In part, my mother modeled this for me. My father yelled. He split the kitchen table in half with a butcher knife. He yelled as he threw her across the room for having loved him. I couldn’t go home there. I pick up the phone, “Hi mom, I need to go back to school. There are no jobs for me here. Tell Dad I love him.”

It was something not spoken of in polite society. Your mother let us move to her home. It lasted a whole month. You smoked, lied, drank and ignored your mother who was ailing from having teenagers at home. She was as polite as you, “Get the fuck out of my house.” So I did.

We didn’t have food to eat. When the baby came, I walked to the social service’s office five miles away. You stayed home and drank. I had the baby. I had only enough bus fare to take the bus one way. They belittled me. Everything must me my fault. Ignorant woman that I was to have gotten pregnant so early. They thought I was a teenager, but I outgrew you by four days. On the way home, I hawked my wedding ring so that we would have a bit of cash. Thirty dollars for a cigar band. On the way home, I stopped to buy food for us. Orange juice, frozen pizza, formula, salad: these were for us both. I was starving. You ate the pizza while I showered and put the baby down for a nap. I drank the juice.

You took care of the baby while I found a job. Minimum wage to fold household goods. The manager told me I had one month to fix the department. I finished in one day. Everything tagged, Everything in its own place. He offered me a management job if I could move to Tennessee. Our car was dead. The company closed at the end of the month. Your parents blamed me for our poverty. How could such an educated woman live in squalor? You were expunged from the US Army’s roll call.

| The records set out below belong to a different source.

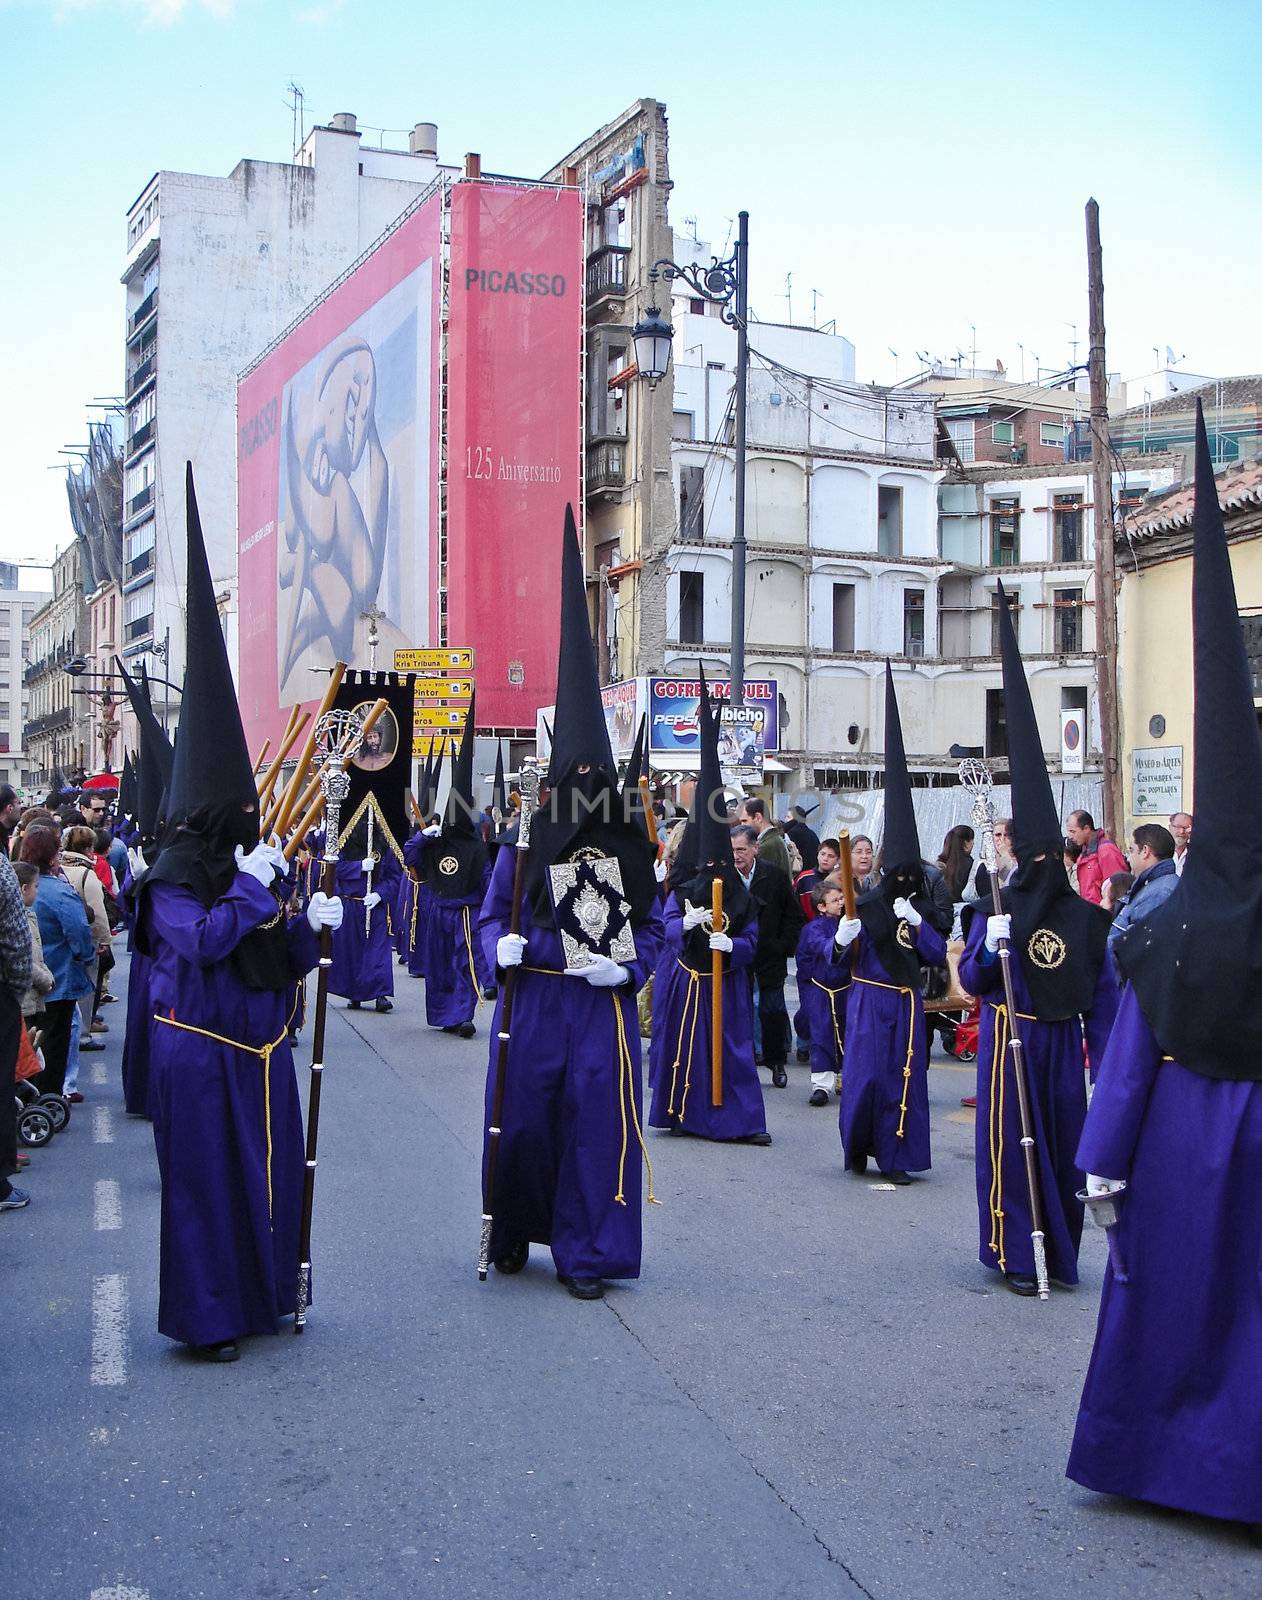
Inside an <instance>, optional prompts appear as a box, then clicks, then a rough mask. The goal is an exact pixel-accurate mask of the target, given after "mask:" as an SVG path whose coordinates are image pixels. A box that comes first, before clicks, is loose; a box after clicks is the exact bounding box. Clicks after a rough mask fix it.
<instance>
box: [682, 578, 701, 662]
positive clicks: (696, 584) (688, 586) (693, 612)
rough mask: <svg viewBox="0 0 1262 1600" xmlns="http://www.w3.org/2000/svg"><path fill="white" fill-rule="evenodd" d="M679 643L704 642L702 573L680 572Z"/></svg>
mask: <svg viewBox="0 0 1262 1600" xmlns="http://www.w3.org/2000/svg"><path fill="white" fill-rule="evenodd" d="M680 643H681V645H704V643H705V574H704V573H680Z"/></svg>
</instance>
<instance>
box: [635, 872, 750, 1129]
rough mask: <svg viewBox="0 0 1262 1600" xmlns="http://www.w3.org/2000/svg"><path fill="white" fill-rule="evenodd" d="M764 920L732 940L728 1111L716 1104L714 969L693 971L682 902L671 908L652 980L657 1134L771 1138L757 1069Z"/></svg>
mask: <svg viewBox="0 0 1262 1600" xmlns="http://www.w3.org/2000/svg"><path fill="white" fill-rule="evenodd" d="M757 944H758V918H757V917H755V915H750V918H749V922H747V923H745V926H744V928H742V930H741V931H739V933H737V934H734V936H733V950H731V955H728V957H726V958H725V971H723V1104H721V1106H712V1104H710V1099H712V1094H710V1037H712V1027H710V1014H712V1013H710V989H712V984H713V978H712V976H710V968H709V965H707V966H705V970H704V971H694V970H693V968H691V966H689V965H688V963H686V962H685V958H683V946H685V931H683V910H681V907H680V901H678V896H677V894H670V896H669V898H667V902H665V947H664V950H662V957H661V960H659V962H657V971H656V974H654V978H653V1038H651V1042H649V1088H651V1091H653V1104H651V1107H649V1114H648V1120H649V1125H651V1126H653V1128H670V1126H675V1125H678V1126H680V1128H685V1130H686V1131H688V1133H694V1134H697V1138H702V1139H747V1138H749V1136H750V1134H752V1133H766V1109H765V1106H763V1085H761V1082H760V1080H758V1067H757V1064H755V1061H753V992H752V986H750V966H752V965H753V952H755V947H757Z"/></svg>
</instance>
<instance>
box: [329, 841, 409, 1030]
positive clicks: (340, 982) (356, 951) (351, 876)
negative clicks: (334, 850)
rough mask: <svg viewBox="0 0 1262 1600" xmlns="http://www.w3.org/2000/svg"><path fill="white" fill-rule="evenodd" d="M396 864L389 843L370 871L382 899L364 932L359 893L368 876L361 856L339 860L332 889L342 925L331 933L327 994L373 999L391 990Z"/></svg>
mask: <svg viewBox="0 0 1262 1600" xmlns="http://www.w3.org/2000/svg"><path fill="white" fill-rule="evenodd" d="M398 877H400V866H398V862H397V861H395V856H393V851H392V850H390V848H389V846H387V848H385V850H382V853H381V861H379V862H377V864H376V869H374V872H373V891H374V893H376V894H381V904H379V906H374V907H373V918H371V923H369V931H368V934H365V931H363V898H365V894H366V893H368V880H366V875H365V870H363V866H361V864H360V861H357V859H353V858H347V856H341V858H339V859H337V877H336V886H334V893H336V894H337V896H339V898H341V901H342V906H344V907H345V915H344V917H342V926H341V928H337V931H336V933H334V934H333V966H329V973H328V987H329V994H334V995H341V997H342V998H344V1000H376V998H377V997H379V995H392V994H393V992H395V963H393V957H392V947H390V941H392V939H393V915H392V912H390V907H392V906H393V902H395V894H397V891H398Z"/></svg>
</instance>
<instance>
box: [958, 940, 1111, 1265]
mask: <svg viewBox="0 0 1262 1600" xmlns="http://www.w3.org/2000/svg"><path fill="white" fill-rule="evenodd" d="M985 923H987V918H985V917H982V915H976V917H974V918H972V922H971V926H969V933H968V944H966V947H964V954H963V955H961V957H960V982H961V986H963V987H964V990H966V992H968V994H971V995H976V997H977V998H979V1000H980V1002H982V1011H980V1027H979V1032H977V1130H976V1136H974V1149H976V1170H977V1226H979V1235H980V1237H979V1243H977V1259H979V1261H980V1262H982V1266H984V1267H992V1269H993V1270H995V1272H1016V1274H1020V1275H1024V1277H1033V1272H1035V1254H1033V1245H1032V1242H1030V1229H1032V1222H1030V1189H1028V1184H1027V1179H1025V1154H1024V1150H1022V1147H1020V1109H1019V1102H1017V1090H1016V1082H1014V1078H1012V1053H1011V1050H1009V1048H1008V1019H1006V1013H1001V1010H1000V1008H1001V1006H1003V1005H1004V997H1003V968H1001V966H1000V958H998V955H993V957H990V958H988V960H987V955H988V952H987V949H985ZM1011 971H1012V998H1014V1000H1016V1005H1017V1026H1019V1029H1020V1043H1022V1051H1024V1056H1025V1082H1027V1085H1028V1091H1030V1118H1032V1122H1033V1134H1035V1152H1036V1155H1038V1189H1040V1195H1041V1200H1043V1235H1044V1240H1043V1242H1044V1246H1046V1251H1048V1275H1049V1277H1052V1278H1056V1282H1057V1283H1076V1282H1078V1245H1080V1242H1081V1237H1083V1203H1081V1200H1080V1198H1078V1190H1080V1189H1081V1187H1083V1174H1081V1170H1080V1168H1078V1165H1076V1160H1075V1150H1076V1149H1078V1139H1080V1136H1081V1131H1083V1122H1084V1118H1086V1074H1084V1056H1083V1045H1084V1040H1086V1045H1088V1046H1089V1051H1091V1059H1092V1061H1094V1062H1099V1059H1100V1056H1102V1054H1104V1046H1105V1045H1107V1043H1108V1029H1110V1027H1112V1026H1113V1013H1115V1011H1116V1005H1118V986H1116V979H1115V976H1113V962H1112V957H1108V955H1105V958H1104V962H1102V963H1100V976H1099V979H1097V981H1096V997H1094V1003H1092V1006H1091V1011H1089V1013H1088V1014H1086V1018H1084V1021H1086V1034H1083V1022H1081V1021H1080V1019H1078V1018H1076V1016H1073V1018H1068V1019H1067V1021H1060V1022H1040V1021H1036V1019H1033V1002H1032V1000H1030V990H1028V989H1027V986H1025V976H1024V973H1022V966H1020V952H1016V960H1012V966H1011Z"/></svg>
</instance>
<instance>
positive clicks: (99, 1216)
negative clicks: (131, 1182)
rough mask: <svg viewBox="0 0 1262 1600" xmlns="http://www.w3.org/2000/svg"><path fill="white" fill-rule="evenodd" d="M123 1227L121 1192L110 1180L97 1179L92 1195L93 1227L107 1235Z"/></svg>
mask: <svg viewBox="0 0 1262 1600" xmlns="http://www.w3.org/2000/svg"><path fill="white" fill-rule="evenodd" d="M122 1226H123V1190H122V1189H120V1187H118V1184H117V1182H115V1181H114V1179H112V1178H99V1179H98V1182H96V1189H94V1194H93V1227H94V1229H96V1232H98V1234H107V1232H109V1230H110V1229H114V1227H122Z"/></svg>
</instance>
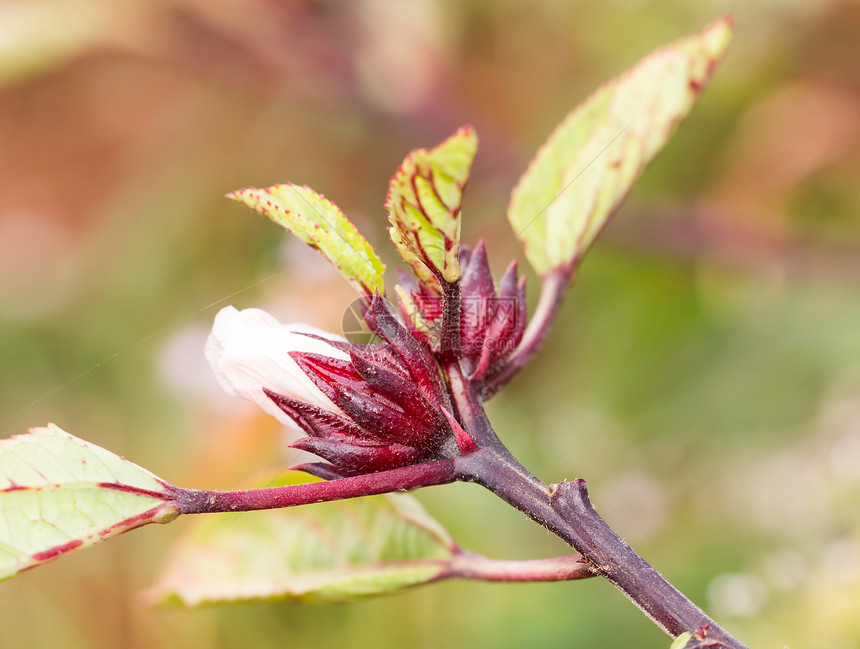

My aunt and uncle tried to straighten you out. They fixed me. I could smile at their house. I cleaned, worked for my aunt, and the second baby arrived. They gave us up.

We separated. I was to return to the Army, but they told me I had to give my children up for adoption. That wasn’t going to happen. I worked at a bank of hopelessness. It didn’t cover our rent or childcare. You drank and slept while the baby slept on your chest.

I pulled us together. I set rules, worked my way through a graduate degree, got a teaching job. Your son failed first grade. He called his classmates, “You little shit birds.” You got detention from his teacher, a minister’s wife. Your daughter had large eyes, a timid nature, and fear.

You got a job, and all turned into sunshine. Your boy worried us to death, your daughter fought at school. She swore like her brother. I took care of the swearing. I had power.

Then like a fool, I broke. My brain fried. I had trouble walking. I would sleep through teaching. Your mother told me to slow down. Your father drank. Your mother cried, and I bled for her. It was too much for her. She died. He drank.

You stayed sober, but despaired. Everything I did wrong, you looked at me with leaden eyes. I kept telling you I loved you. Tonight was the last.

After you called tonight, I went to the park and looked across the Potomac. As the sun went down, I did the only thing I could do to let you know how much I loved you. The water was cold.